Interpretation of "pseudo-diagonalisation"

[jk22]

I wanted to know what the usage of the following could be :

Let $A\in M_{n\times n}(K)$ a matrix over the field K.

Suppose we look for $x,\lambda\in M_{n\times 1}(K)$ such that

$$Ax=(\lambda_i x_i)$$

Hence instead of having a global eigenvalue we would have local ones.
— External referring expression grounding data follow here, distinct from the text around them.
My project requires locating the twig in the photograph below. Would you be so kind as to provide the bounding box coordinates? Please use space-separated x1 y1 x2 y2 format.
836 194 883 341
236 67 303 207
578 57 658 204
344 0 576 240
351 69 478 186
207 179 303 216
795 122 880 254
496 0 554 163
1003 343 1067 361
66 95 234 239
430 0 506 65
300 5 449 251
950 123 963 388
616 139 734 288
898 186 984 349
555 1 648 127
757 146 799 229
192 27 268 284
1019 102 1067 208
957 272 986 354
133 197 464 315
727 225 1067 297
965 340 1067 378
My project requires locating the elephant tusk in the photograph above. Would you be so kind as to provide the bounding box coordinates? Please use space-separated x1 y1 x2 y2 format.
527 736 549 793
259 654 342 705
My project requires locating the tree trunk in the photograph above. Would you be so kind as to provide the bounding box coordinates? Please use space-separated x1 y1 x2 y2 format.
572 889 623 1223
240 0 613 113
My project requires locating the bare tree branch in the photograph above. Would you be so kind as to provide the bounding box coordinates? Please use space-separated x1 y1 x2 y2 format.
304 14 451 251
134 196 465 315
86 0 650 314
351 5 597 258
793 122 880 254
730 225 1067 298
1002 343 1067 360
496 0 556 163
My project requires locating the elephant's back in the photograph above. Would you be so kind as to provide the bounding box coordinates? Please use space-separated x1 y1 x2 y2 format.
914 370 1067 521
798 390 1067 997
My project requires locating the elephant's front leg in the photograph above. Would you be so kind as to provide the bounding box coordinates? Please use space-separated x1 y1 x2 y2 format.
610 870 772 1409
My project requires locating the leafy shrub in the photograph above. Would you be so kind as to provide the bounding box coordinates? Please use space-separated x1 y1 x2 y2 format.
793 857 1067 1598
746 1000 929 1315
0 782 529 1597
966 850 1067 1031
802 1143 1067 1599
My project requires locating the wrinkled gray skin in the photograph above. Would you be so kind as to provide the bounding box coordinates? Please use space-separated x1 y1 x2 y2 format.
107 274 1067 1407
I know the characteristic polynomial gives a relationship between the components of $\lambda$.What results are known about this problem, and can they have interpretations like quantum mechanics has with usual diagonalisation ?

 

[FactChecker]

It seems that this would hold for some $\lambda$ for any $x$ with all non-zero elements.

 

[jk22]

$$\exists x\neq 0$$

 

[FactChecker]

$\lambda_i = [Ax]_i/x_i$ will always work as long as $x_i \ne 0 \forall i$. Allowing different values for the $\lambda_i$ makes this property too easy to be significant.

 

[jk22]

So what if the condition that the $\lambda$ shall be independent of the $x$ were added ?

 

[Infrared]

If the $\lambda_i$ are given, define $\Lambda$ to be the diagonal matrix with the $\lambda_i$ on the diagonal. Then your equation is equivalent to $Ax=\Lambda x.$ Another way of saying this is that $x$ is in the nullspace of $A-\Lambda$.

Note that if all of the $\lambda_i=\lambda$ are equal then your question is the same as finding the $\lambda$-eigenspace of $A$. This agrees with the above because the $\lambda$-eigenspace of a matrix $A$ is the nullspace of $A-\lambda I$, and $\Lambda=\lambda I$ in this case.